Clean up documentation in Wikipedia parsers

2014-06-10 22:30:59 +02:00 · 2014-06-10 22:30:59 +02:00 · bfa78f4697
commit bfa78f4697
parent cb53c3941d
1 changed files with 31 additions and 9 deletions
--- a/FourmiCrawler/sources/WikipediaParser.py
+++ b/FourmiCrawler/sources/WikipediaParser.py
@ -1,11 +1,9 @@
-import re
-
 from scrapy.http import Request
 from scrapy import log
-from scrapy.selector import Selector
-
 from source import Source
+from scrapy.selector import Selector
 from FourmiCrawler.items import Result
+import re


 class WikipediaParser(Source):
@ -26,7 +24,11 @@ class WikipediaParser(Source):
        self.cfg = config

    def parse(self, response):
-        """ Distributes the above described behaviour """
+        """
+        Distributes the above described behaviour
+        :param response: The incoming search request
+        :return: Returns the found properties if response is unique or returns none if it's already known
+        """
        log.msg('A response from %s just arrived!' % response.url, level=log.DEBUG)
        sel = Selector(response)
        compound = sel.xpath('//h1[@id="firstHeading"]//span/text()').extract()[0]  # makes sure to use main page
@ -38,7 +40,14 @@ class WikipediaParser(Source):
            return items

    def parse_infobox(self, sel):
-        """ scrape data from infobox on wikipedia. """
+        """
+        Scrape data from infobox on wikipedia.
+
+        Data from two types of infoboxes: class="infobox bordered" and class="infobox" is scraped and
+        :param sel: The selector with the html-information of the page to parse
+        :return: item_list: Returns a list of properties with their values, source, etc..
+        """
+
        items = []

        # be sure to get chembox (wikipedia template)
@ -54,7 +63,7 @@ class WikipediaParser(Source):
            items.append(item)
            log.msg('Wiki prop: |%s| |%s| |%s|' % (item['attribute'], item['value'], item['source']), level=log.DEBUG)

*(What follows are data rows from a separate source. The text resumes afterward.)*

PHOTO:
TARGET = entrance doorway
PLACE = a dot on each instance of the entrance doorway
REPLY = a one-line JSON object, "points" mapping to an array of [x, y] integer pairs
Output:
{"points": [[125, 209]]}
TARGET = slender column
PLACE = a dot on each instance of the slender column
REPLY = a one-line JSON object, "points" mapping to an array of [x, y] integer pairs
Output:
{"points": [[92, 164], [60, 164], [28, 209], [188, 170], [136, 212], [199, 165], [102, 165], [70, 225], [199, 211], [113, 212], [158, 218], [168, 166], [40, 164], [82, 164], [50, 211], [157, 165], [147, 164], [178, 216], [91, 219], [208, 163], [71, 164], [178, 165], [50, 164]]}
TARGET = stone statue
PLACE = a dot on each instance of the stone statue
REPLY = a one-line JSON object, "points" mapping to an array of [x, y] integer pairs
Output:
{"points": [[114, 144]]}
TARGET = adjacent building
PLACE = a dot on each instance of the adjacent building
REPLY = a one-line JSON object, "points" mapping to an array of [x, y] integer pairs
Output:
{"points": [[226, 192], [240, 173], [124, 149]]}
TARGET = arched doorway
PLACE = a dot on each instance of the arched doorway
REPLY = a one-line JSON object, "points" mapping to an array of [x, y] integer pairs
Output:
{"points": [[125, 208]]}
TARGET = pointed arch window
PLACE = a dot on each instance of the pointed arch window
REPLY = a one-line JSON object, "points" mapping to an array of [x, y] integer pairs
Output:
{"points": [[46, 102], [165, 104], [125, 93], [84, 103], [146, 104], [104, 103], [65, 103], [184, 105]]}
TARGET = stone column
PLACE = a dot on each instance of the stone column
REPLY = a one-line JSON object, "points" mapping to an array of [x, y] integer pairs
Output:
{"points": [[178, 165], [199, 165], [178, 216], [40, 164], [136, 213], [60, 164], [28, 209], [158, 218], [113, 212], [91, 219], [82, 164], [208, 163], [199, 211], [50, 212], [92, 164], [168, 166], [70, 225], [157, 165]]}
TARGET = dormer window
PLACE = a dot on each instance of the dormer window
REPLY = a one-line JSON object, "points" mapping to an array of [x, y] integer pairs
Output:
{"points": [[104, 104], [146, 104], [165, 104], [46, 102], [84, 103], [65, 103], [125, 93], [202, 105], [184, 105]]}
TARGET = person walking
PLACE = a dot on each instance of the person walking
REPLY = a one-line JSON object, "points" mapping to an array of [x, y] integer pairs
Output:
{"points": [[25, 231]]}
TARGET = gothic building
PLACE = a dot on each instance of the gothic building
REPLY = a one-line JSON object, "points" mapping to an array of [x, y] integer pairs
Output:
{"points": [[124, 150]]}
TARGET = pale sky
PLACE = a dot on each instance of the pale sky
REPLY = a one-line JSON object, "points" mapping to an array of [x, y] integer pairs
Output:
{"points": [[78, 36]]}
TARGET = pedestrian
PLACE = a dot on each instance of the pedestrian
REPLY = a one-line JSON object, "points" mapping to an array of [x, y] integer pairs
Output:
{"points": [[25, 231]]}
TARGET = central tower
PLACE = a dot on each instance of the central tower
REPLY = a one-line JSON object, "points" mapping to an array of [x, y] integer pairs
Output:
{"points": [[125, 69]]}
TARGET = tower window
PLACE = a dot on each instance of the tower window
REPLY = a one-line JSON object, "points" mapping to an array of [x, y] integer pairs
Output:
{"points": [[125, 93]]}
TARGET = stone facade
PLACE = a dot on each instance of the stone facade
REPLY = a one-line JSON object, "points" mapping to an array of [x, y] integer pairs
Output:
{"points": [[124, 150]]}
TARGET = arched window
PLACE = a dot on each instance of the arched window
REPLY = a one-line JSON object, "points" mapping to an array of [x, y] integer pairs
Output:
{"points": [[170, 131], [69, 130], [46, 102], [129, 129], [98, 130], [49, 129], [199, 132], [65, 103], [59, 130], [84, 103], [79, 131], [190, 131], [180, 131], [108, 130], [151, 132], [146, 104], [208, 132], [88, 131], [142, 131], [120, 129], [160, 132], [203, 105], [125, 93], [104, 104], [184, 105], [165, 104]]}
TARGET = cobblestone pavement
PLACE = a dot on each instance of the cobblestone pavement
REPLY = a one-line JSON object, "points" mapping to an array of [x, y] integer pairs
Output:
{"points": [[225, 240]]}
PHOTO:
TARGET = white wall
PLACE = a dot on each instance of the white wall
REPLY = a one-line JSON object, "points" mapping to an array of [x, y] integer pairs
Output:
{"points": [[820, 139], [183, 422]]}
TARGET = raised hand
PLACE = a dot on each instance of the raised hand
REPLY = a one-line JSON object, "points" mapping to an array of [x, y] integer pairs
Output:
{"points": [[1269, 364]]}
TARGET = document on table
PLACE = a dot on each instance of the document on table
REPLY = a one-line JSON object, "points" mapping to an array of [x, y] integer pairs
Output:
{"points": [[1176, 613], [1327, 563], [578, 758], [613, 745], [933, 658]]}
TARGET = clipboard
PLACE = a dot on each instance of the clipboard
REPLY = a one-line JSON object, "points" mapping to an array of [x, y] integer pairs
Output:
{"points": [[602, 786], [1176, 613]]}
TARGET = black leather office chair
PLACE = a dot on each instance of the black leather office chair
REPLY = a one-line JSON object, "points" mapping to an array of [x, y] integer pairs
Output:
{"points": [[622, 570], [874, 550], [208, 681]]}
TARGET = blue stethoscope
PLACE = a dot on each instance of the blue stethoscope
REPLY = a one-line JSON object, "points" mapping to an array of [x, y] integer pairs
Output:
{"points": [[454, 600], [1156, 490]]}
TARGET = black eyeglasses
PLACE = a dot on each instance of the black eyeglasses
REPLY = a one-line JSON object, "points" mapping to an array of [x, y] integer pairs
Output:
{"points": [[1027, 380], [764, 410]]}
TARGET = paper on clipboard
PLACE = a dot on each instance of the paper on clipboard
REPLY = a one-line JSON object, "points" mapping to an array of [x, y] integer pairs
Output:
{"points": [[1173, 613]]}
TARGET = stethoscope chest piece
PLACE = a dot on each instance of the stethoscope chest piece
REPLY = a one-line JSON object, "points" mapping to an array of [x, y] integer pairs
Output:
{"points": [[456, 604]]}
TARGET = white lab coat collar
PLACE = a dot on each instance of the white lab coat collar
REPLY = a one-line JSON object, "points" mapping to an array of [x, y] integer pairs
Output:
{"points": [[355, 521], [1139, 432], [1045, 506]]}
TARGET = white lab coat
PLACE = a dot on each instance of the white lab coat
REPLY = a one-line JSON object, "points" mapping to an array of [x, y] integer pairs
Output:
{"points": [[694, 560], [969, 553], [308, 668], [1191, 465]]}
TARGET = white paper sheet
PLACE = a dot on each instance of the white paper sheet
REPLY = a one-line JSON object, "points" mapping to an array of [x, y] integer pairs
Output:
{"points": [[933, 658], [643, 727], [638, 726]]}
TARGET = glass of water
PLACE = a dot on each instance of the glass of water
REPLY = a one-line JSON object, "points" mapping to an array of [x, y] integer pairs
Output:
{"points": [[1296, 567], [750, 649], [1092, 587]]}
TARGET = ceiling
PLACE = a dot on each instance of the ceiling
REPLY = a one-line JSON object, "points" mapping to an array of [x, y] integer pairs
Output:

-        #scrape the  drugbox (wikipedia template)
+        #scrape the drugbox (wikipedia template)
        tr_list2 = sel.xpath('.//table[@class="infobox"]//tr')
        log.msg('dit: %s' % tr_list2, level=log.DEBUG)
        for tablerow in tr_list2:
@ -97,7 +106,15 @@ class WikipediaParser(Source):

    @staticmethod
    def clean_items(items):
-        """ clean up properties using regex, makes it possible to split the values from the units """
+
+        """
+        Clean up properties using regex, makes it possible to split the values from the units
+
+        Almost not in use, only cleans J/K/mol values and boiling/melting points.
+
+        :param items: List of properties with their values, source, etc..
+        :return: items: List of now cleaned up items
+        """
        for item in items:
            value = item['value']
            m = re.search('F;\s(\d+[\.,]?\d*)', value)  # clean up numerical Kelvin value (after F)
@ -110,7 +127,12 @@ class WikipediaParser(Source):

    @staticmethod
    def get_identifiers(sel):
-        """ find external links, named 'Identifiers' to different sources. """
+        """
+        Find external links, named 'Identifiers' to different sources.
+
+        :param sel: The selector with the html-information of the page to parse
+        :return: links: New links which can be used to expand the crawlers search
+        """
        links = sel.xpath('//span[contains(concat(" ",normalize-space(@class)," "),"reflink")]/a'
                          '[contains(concat(" ",normalize-space(@class)," "),"external")]/@href').extract()
        return links